Internally, each scheduler picks one process, runs it for a while, and then picks another process. While in the scheduler, the process gets a small execution window of approximately 2,000 function calls, after which it’s preempted. It’s also worth mentioning that in some cases, long-running CPU-bound work or a larger garbage collection might be performed on another thread (called a dirty scheduler).
If a process is doing a network IO or waiting for a message, it yields the execution to the scheduler. The same thing happens when Process.sleep
is invoked. As a result, you don’t have to care about the nature of the work performed in a process. If you want to separate the execution of one function from the rest of the code, you just need to run that function in a separate process, regardless of whether the work is CPU or IO bound.

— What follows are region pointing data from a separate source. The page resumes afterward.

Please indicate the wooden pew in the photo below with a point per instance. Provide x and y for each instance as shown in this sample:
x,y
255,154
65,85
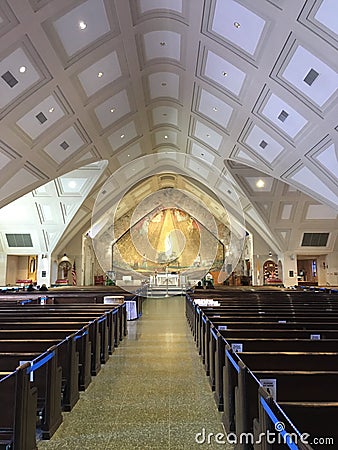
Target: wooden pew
x,y
99,333
294,387
219,343
66,356
18,399
313,426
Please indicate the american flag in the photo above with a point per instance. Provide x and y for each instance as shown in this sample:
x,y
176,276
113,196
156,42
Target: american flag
x,y
74,274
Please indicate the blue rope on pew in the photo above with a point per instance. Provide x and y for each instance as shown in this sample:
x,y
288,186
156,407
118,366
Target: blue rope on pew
x,y
23,302
40,363
214,334
79,336
231,359
276,423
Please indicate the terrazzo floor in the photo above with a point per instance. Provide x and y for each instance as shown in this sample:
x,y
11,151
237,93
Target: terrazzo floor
x,y
152,393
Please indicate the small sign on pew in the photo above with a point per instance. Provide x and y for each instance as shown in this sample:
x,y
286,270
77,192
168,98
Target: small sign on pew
x,y
237,347
315,337
31,376
270,385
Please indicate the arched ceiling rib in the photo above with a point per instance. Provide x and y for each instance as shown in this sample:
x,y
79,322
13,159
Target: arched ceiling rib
x,y
246,87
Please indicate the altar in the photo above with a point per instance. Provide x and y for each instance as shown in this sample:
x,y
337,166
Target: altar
x,y
164,279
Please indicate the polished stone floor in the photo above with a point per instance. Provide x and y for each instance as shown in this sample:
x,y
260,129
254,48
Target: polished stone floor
x,y
152,393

As a consequence of all of this, context switching is performed frequently. Typically, a single process is in the scheduler for less than one millisecond. This promotes the responsiveness of BEAM-powered systems. If one process performs a long CPU-bound operation, such as computing the value of pi to a billion decimals, it won’t block the entire scheduler, and other processes shouldn’t be affected.
This can easily be proven. Start an iex
session with just one scheduler thread:
$ iex --erl "+S 1"
Spawn a process that runs an infinite CPU-bound loop:
iex(1)> spawn(fn -> Stream.repeatedly(fn -> :rand.uniform() end) |> Stream.run() end)
This code uses Stream.repeatedly/1
to create a lazy infinite stream of random numbers. The stream is executed using Stream.run/1
function, which will effectively run an infinite CPU-bound loop. To avoid blocking the iex
shell session, the work is done in a separate process.
As soon as you start this computation, you should notice the CPU usage going to 100%, which proves you’re now running an intensive, long-running CPU-bound work.
Still, even though BEAM is using only one scheduler thread, the iex
session is responsive, and you can evaluate other expressions. For example, let’s sum the first 1,000,000,000 integers:
iex(2)> Enum.sum(1..1_000_000_000) 500000000500000000
We were able to run another job on an already busy scheduler thread, and that job finished almost immediately. This is the consequence of frequent context switching, which ensures that an occasional long-running job won’t significantly affect the responsiveness of the entire system.
A BEAM process is a lightweight concurrent unit of execution. Processes are completely isolated and share no memory.
Processes can communicate with asynchronous messages. Synchronous sends and responses are manually built on top of this basic mechanism.
A server process is a process that runs for a long time (possibly forever) and handles various messages. Server processes are powered by endless recursion.
Server processes can maintain their own private state, using the arguments of endless recursion.